Social solidarity and willingness to tolerate risk- and income-related cross-subsidies within health insurance: experiences from Ghana, Tanzania and South Africa.
Goudge, Jane;
Akazili, James;
Ataguba, John;
Kuwawenaruwa, August;
Borghi, Josephine;
Harris, Bronwyn;
Mills, Anne;
(2012)
Social solidarity and willingness to tolerate risk- and income-related cross-subsidies within health insurance: experiences from Ghana, Tanzania and South Africa.
Health policy and planning, 27 Sup (suppl ).
i55-i63.
ISSN 0268-1080
DOI: https://doi.org/10.1093/heapol/czs008
Permanent Identifier
Use this Digital Object Identifier when citing or linking to this resource.

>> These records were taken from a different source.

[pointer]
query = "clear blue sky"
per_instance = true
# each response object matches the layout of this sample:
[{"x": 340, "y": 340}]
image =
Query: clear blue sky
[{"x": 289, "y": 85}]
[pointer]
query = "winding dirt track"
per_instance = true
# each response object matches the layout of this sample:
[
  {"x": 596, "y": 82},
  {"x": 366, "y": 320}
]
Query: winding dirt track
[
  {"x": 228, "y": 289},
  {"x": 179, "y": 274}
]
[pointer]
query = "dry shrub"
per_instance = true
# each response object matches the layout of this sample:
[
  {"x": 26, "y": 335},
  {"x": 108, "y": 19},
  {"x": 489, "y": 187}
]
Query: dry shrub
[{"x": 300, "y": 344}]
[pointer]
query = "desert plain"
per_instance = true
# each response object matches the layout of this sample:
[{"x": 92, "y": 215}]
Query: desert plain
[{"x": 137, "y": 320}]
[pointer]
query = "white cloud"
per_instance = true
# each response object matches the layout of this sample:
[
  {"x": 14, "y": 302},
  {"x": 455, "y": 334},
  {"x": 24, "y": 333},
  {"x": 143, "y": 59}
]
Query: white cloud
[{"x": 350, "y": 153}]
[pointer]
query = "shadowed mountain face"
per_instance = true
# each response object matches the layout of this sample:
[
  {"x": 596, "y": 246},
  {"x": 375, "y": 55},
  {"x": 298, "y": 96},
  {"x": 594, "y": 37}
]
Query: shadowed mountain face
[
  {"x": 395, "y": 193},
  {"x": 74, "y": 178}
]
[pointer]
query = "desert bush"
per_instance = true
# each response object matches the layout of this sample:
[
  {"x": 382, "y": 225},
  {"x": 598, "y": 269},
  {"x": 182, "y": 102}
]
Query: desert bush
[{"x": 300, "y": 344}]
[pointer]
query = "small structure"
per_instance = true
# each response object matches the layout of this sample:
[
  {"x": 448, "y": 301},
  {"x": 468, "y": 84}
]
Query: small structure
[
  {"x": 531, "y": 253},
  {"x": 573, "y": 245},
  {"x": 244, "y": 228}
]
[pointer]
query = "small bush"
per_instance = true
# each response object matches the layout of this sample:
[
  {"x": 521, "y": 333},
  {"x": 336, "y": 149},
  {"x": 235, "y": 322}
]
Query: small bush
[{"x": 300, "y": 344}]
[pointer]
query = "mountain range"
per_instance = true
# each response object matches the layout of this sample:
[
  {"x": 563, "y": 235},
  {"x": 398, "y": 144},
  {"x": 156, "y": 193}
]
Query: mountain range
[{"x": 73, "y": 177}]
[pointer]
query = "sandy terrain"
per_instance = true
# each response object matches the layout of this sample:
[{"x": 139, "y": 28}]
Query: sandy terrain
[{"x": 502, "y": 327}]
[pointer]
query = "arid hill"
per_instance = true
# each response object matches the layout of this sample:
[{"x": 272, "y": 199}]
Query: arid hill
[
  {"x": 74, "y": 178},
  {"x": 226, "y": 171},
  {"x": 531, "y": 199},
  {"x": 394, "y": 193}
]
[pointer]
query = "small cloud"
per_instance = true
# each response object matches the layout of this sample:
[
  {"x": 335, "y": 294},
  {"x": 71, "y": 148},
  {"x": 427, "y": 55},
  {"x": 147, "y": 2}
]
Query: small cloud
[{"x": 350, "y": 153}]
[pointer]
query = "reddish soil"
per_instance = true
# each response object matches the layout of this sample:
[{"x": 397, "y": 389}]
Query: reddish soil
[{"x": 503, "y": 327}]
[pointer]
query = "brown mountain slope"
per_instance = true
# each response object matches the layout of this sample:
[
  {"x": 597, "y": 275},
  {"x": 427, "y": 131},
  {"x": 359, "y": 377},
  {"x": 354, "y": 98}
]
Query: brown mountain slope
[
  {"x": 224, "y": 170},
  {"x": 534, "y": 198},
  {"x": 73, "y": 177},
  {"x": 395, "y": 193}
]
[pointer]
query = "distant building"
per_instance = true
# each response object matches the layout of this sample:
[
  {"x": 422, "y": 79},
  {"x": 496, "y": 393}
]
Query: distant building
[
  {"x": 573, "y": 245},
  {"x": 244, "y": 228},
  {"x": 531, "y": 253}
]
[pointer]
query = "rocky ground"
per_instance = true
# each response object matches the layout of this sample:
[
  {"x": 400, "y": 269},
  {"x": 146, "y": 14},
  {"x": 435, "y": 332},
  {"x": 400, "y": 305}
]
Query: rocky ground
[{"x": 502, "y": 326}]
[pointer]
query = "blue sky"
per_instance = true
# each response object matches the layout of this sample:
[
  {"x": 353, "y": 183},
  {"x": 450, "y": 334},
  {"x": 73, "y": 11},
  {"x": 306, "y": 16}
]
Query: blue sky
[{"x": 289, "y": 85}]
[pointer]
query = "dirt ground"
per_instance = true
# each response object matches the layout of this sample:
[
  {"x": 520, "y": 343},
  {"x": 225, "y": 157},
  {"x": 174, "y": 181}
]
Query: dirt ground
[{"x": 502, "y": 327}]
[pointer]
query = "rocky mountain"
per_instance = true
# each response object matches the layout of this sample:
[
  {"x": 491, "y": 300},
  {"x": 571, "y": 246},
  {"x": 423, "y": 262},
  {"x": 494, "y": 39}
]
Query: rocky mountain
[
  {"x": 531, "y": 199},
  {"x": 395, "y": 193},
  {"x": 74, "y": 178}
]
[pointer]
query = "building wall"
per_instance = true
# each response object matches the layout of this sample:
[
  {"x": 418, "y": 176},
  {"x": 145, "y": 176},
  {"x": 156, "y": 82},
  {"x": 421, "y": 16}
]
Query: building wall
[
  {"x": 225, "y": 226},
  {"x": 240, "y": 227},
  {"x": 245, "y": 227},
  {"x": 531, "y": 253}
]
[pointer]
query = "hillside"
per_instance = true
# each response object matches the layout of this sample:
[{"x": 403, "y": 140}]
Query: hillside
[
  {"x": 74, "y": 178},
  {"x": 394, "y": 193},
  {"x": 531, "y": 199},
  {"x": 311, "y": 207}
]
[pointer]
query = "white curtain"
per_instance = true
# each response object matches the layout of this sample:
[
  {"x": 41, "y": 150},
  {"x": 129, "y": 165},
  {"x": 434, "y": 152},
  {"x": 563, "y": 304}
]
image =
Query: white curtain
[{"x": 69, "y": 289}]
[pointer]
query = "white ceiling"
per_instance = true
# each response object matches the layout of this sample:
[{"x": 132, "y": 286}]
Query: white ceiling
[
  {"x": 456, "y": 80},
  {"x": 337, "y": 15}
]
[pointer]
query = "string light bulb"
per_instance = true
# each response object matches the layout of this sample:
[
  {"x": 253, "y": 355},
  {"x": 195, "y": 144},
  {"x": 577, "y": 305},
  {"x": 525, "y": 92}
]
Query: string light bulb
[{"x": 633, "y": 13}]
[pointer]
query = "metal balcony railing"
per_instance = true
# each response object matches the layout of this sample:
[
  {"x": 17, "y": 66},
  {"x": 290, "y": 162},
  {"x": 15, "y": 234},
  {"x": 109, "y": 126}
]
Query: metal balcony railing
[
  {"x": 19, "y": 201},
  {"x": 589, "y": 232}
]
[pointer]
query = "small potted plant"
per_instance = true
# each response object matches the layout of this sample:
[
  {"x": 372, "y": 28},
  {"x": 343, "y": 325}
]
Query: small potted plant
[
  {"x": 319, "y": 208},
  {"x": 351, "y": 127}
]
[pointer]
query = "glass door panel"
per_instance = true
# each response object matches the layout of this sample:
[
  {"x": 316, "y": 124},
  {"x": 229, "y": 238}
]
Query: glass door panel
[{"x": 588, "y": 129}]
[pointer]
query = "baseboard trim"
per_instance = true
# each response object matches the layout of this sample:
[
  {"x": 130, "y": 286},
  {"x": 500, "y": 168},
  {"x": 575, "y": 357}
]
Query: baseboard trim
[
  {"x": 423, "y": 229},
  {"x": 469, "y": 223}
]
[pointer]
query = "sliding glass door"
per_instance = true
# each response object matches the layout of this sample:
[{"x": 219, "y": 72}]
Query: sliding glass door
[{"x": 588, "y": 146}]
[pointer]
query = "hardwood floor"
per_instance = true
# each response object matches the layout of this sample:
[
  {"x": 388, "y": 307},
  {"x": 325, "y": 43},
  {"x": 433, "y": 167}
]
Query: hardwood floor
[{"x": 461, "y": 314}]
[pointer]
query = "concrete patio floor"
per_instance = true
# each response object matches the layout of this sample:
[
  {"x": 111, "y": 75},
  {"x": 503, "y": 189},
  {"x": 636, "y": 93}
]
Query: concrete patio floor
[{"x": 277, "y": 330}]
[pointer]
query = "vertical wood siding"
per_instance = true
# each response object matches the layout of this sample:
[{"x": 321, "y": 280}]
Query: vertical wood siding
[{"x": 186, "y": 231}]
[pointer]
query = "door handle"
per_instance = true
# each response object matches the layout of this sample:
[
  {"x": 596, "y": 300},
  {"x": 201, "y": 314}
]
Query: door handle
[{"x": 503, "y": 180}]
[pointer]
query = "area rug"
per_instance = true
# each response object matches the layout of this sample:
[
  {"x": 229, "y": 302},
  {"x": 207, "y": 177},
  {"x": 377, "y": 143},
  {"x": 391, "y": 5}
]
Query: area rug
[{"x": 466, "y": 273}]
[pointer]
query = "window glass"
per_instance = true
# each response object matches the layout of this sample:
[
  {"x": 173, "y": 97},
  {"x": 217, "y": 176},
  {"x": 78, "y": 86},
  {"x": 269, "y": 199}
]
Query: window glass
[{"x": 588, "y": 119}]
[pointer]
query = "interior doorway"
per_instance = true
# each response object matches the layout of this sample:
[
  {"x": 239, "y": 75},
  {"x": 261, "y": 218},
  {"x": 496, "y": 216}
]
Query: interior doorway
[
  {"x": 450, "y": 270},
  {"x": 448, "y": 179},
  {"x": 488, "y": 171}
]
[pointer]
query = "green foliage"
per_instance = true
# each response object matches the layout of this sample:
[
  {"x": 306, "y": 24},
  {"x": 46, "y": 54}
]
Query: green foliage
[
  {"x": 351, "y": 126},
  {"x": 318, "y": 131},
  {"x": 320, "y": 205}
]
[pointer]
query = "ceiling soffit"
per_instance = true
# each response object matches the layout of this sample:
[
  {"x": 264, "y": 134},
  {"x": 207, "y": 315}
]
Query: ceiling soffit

The importance of ill-health in perpetuating poverty is well recognized. In order to prevent the damaging downward spiral of poverty and illness, there is a need for a greater level of social protection, with greater cross-subsidization between the poor and wealthy, and the healthy and those with ill-health. The aim of this paper is to examine individual preferences for willingness to pre-pay for health care and willingness to cross-subsidize the sick and the poor in Ghana, South Africa and Tanzania. Household surveys in the three countries elicited views on cross-subsidization within health care financing. The paper examines how these preferences varied by socio-economic status, other respondent characteristics, and the extent and type of experience of health insurance in the light of country context. In South Africa and Ghana, 62% and 55% of total respondents, respectively, were in favour of a progressive financing system in which richer groups would pay a higher proportion of income than poorer groups, rather than a system where individuals pay the same proportion of income irrespective of their wealth (proportional). In Tanzania, 45% of the total sample were willing to pay for the health care of the poor. However, in all three countries, a progressive system was favoured by a smaller proportion of the most well off than of less well off groups. Solidarity has been considered to be a collective property of a specific socio-political culture, based on shared expectations and developed as part of a communal, historical learning process. The three countries had different experiences of health insurance and this may have contributed to the above differences in expressed willingness to pay between countries. Building and 'living with' institutions that provide affordable universal coverage is likely to be an essential part of the learning process which supports the development of social solidarity.